On Friday night a woman passenger of an Uber cab claimed she was raped by the driver, with a lengthy search leading to the arrest of a suspect on Sunday.

And now Delhi has joined the list of cities throughout the world looking to rid itself of the ride-sharing service, today announcing it’s banned.

“Upon being notified of this incident, our team immediately provided the local authorities with all relevant details,” said Uber in a statement in response to the rape claims. It also said it passed over key information such as driver ID, route information and other such details.

However according to a report by Huffington Post in India, this may not indeed be true. In an article called ‘Delhi Uber Rape Case Reveals Shocking Gaps – Driver Didn’t Have Permit For Cabs’, police sources revealed that the driver did not have a commercial badge required to drive a cab in Delhi and had never been verified by the cab company, even though he has been driving with the firm for more than six months.

“We started with a completely clueless situation,” said Madhur Verma, deputy commissioner of police in North Delhi. “Uber did not have any information on the whereabouts of the cab or the driver.”

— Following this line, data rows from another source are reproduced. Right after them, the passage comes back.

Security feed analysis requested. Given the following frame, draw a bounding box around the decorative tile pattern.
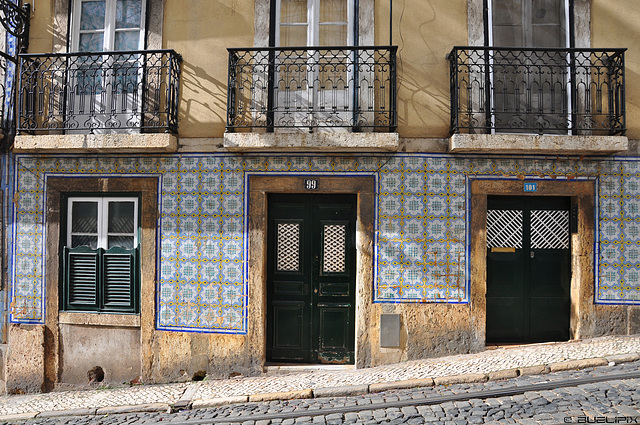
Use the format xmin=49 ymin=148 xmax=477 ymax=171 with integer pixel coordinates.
xmin=9 ymin=154 xmax=640 ymax=333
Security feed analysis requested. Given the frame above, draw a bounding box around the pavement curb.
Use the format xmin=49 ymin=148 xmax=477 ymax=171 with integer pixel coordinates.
xmin=433 ymin=373 xmax=489 ymax=385
xmin=313 ymin=385 xmax=369 ymax=398
xmin=369 ymin=378 xmax=433 ymax=393
xmin=249 ymin=389 xmax=313 ymax=402
xmin=191 ymin=395 xmax=249 ymax=409
xmin=36 ymin=408 xmax=98 ymax=418
xmin=549 ymin=357 xmax=609 ymax=372
xmin=0 ymin=352 xmax=640 ymax=422
xmin=96 ymin=403 xmax=171 ymax=416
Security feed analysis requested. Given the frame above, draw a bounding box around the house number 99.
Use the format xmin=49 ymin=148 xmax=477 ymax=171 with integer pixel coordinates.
xmin=304 ymin=179 xmax=318 ymax=190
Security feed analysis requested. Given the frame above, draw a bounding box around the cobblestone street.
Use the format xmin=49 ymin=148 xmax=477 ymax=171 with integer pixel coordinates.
xmin=2 ymin=362 xmax=640 ymax=425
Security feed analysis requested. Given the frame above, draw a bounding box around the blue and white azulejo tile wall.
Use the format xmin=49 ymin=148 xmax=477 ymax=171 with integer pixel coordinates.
xmin=9 ymin=154 xmax=640 ymax=334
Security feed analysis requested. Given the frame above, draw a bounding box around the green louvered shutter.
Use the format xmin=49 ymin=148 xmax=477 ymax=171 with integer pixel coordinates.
xmin=102 ymin=248 xmax=137 ymax=312
xmin=64 ymin=246 xmax=100 ymax=310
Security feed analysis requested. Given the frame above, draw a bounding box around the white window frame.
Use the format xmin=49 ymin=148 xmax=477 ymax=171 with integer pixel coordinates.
xmin=275 ymin=0 xmax=355 ymax=47
xmin=71 ymin=0 xmax=147 ymax=52
xmin=67 ymin=196 xmax=140 ymax=250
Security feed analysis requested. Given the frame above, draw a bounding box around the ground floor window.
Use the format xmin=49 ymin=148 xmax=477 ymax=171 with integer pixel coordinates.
xmin=61 ymin=196 xmax=140 ymax=313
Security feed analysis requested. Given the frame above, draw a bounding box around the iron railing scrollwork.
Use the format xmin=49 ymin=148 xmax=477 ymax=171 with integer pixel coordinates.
xmin=448 ymin=46 xmax=626 ymax=135
xmin=17 ymin=50 xmax=182 ymax=133
xmin=227 ymin=46 xmax=397 ymax=131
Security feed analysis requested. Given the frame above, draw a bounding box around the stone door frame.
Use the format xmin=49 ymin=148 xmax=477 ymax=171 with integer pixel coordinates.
xmin=469 ymin=179 xmax=596 ymax=342
xmin=247 ymin=173 xmax=376 ymax=368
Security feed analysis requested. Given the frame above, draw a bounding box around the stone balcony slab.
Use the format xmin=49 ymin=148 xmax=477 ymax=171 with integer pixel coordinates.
xmin=449 ymin=134 xmax=629 ymax=155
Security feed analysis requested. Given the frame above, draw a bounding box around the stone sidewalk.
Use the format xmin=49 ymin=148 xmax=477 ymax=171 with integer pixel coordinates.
xmin=0 ymin=335 xmax=640 ymax=421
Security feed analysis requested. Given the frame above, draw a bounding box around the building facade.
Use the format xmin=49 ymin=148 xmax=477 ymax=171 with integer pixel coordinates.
xmin=5 ymin=0 xmax=640 ymax=392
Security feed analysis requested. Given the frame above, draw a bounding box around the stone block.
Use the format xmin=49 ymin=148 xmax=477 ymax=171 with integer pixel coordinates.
xmin=191 ymin=395 xmax=249 ymax=409
xmin=433 ymin=373 xmax=488 ymax=385
xmin=96 ymin=403 xmax=171 ymax=416
xmin=249 ymin=389 xmax=313 ymax=402
xmin=489 ymin=369 xmax=518 ymax=381
xmin=449 ymin=134 xmax=629 ymax=155
xmin=369 ymin=378 xmax=433 ymax=393
xmin=549 ymin=357 xmax=609 ymax=372
xmin=13 ymin=133 xmax=178 ymax=153
xmin=605 ymin=353 xmax=640 ymax=364
xmin=518 ymin=365 xmax=549 ymax=376
xmin=223 ymin=131 xmax=400 ymax=151
xmin=313 ymin=385 xmax=369 ymax=398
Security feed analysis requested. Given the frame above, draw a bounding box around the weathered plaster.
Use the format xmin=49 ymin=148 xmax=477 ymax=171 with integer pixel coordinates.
xmin=224 ymin=132 xmax=399 ymax=151
xmin=6 ymin=324 xmax=45 ymax=394
xmin=44 ymin=177 xmax=158 ymax=390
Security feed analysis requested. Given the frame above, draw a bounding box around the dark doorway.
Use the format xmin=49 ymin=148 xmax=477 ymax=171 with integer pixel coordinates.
xmin=267 ymin=194 xmax=357 ymax=364
xmin=487 ymin=196 xmax=571 ymax=343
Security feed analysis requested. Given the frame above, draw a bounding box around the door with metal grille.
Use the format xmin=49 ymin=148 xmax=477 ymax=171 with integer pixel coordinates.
xmin=487 ymin=196 xmax=571 ymax=342
xmin=267 ymin=194 xmax=356 ymax=364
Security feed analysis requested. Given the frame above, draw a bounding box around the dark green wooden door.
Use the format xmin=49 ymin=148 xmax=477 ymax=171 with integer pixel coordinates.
xmin=487 ymin=196 xmax=571 ymax=342
xmin=267 ymin=194 xmax=356 ymax=364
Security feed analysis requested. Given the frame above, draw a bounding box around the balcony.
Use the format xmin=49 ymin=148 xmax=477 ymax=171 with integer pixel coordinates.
xmin=0 ymin=52 xmax=16 ymax=144
xmin=227 ymin=46 xmax=397 ymax=149
xmin=448 ymin=47 xmax=627 ymax=153
xmin=17 ymin=50 xmax=182 ymax=151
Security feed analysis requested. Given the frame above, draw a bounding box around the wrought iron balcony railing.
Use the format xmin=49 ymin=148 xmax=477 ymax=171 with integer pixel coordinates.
xmin=0 ymin=51 xmax=16 ymax=138
xmin=17 ymin=50 xmax=182 ymax=134
xmin=449 ymin=47 xmax=626 ymax=135
xmin=227 ymin=46 xmax=397 ymax=131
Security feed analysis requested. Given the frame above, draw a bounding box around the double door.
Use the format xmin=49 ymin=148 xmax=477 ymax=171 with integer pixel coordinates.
xmin=486 ymin=196 xmax=571 ymax=343
xmin=267 ymin=194 xmax=356 ymax=364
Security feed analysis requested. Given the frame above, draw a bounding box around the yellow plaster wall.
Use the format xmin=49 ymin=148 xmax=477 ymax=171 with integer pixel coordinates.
xmin=163 ymin=0 xmax=254 ymax=137
xmin=25 ymin=0 xmax=54 ymax=53
xmin=375 ymin=0 xmax=468 ymax=137
xmin=591 ymin=0 xmax=640 ymax=139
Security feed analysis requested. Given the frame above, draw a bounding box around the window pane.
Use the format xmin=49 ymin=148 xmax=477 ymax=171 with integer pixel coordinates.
xmin=80 ymin=0 xmax=105 ymax=30
xmin=280 ymin=0 xmax=307 ymax=23
xmin=491 ymin=0 xmax=522 ymax=25
xmin=115 ymin=30 xmax=140 ymax=50
xmin=71 ymin=235 xmax=98 ymax=249
xmin=320 ymin=25 xmax=347 ymax=46
xmin=280 ymin=25 xmax=307 ymax=47
xmin=71 ymin=201 xmax=98 ymax=233
xmin=320 ymin=0 xmax=347 ymax=22
xmin=531 ymin=0 xmax=564 ymax=25
xmin=108 ymin=201 xmax=135 ymax=233
xmin=107 ymin=236 xmax=133 ymax=249
xmin=78 ymin=32 xmax=104 ymax=52
xmin=116 ymin=0 xmax=142 ymax=28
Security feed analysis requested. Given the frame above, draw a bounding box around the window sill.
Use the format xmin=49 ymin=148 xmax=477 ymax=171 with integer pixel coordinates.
xmin=58 ymin=311 xmax=140 ymax=328
xmin=13 ymin=133 xmax=178 ymax=153
xmin=449 ymin=133 xmax=629 ymax=155
xmin=224 ymin=130 xmax=400 ymax=151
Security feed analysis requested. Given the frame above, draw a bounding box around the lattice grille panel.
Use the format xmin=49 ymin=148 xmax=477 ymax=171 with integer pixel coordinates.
xmin=322 ymin=224 xmax=347 ymax=273
xmin=276 ymin=223 xmax=300 ymax=272
xmin=487 ymin=210 xmax=522 ymax=248
xmin=531 ymin=210 xmax=569 ymax=249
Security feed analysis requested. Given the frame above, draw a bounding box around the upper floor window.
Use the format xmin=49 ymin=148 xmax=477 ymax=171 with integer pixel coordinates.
xmin=488 ymin=0 xmax=569 ymax=48
xmin=274 ymin=0 xmax=355 ymax=47
xmin=71 ymin=0 xmax=146 ymax=52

Uber not responding fast enough

The driver allegedly took the victim to a remote location when realising she was asleep – he also switched off his phone. He was subsequently identified and found by police and Verma claims that Uber dropped the ball in the initial hours of the pursuit, with police receiving information hours after their search of the suspect had begun.

“Safety is our #1 priority and in India, Uber exclusively partners with registered for-hire drivers who have undergone the commercial licensing process, hold government issued IDs, state-issued permits, and carry full commercial insurance,” said the company, in stark contrast to what Indian authorities are claiming.

Every violation by Uber will be evaluated and we will go for legal recourse,” said Verma, saying police would take legal advice before opting to press a criminal or civil case. “They were not properly managed,” he is quoted as saying elsewhere.

The obligatory recap of past problems at the young company seems to pale in comparison to such a grievous situation, but is needed nonetheless.

Uber has been lambasted for using its ‘God View’, revealing personal information of customers, as a party trick. It has had to apologise for claiming that smear campaigns against critical journalists is the way forward. Other journalists have been warned of the power of Uber decision-makers, and that accessing personal files is always a risk. 

Uber has also faced criticism for its hiring policies and sexist marketing campaigns in some parts of the world. Also, major cities such as Toronto and Berlin have campaigned against the service being available in their jurisdictions.

Delhi’s latest move to get rid of the service is but one, clearly disgusting, chapter of unsavoury stories relating to the company.

“The transport department has banned all activities related to providing of any transport service by with immediate effect. The department has also blacklisted the company from providing any transport service in the NCT of Delhi in future,” the Delhi government said in a statement.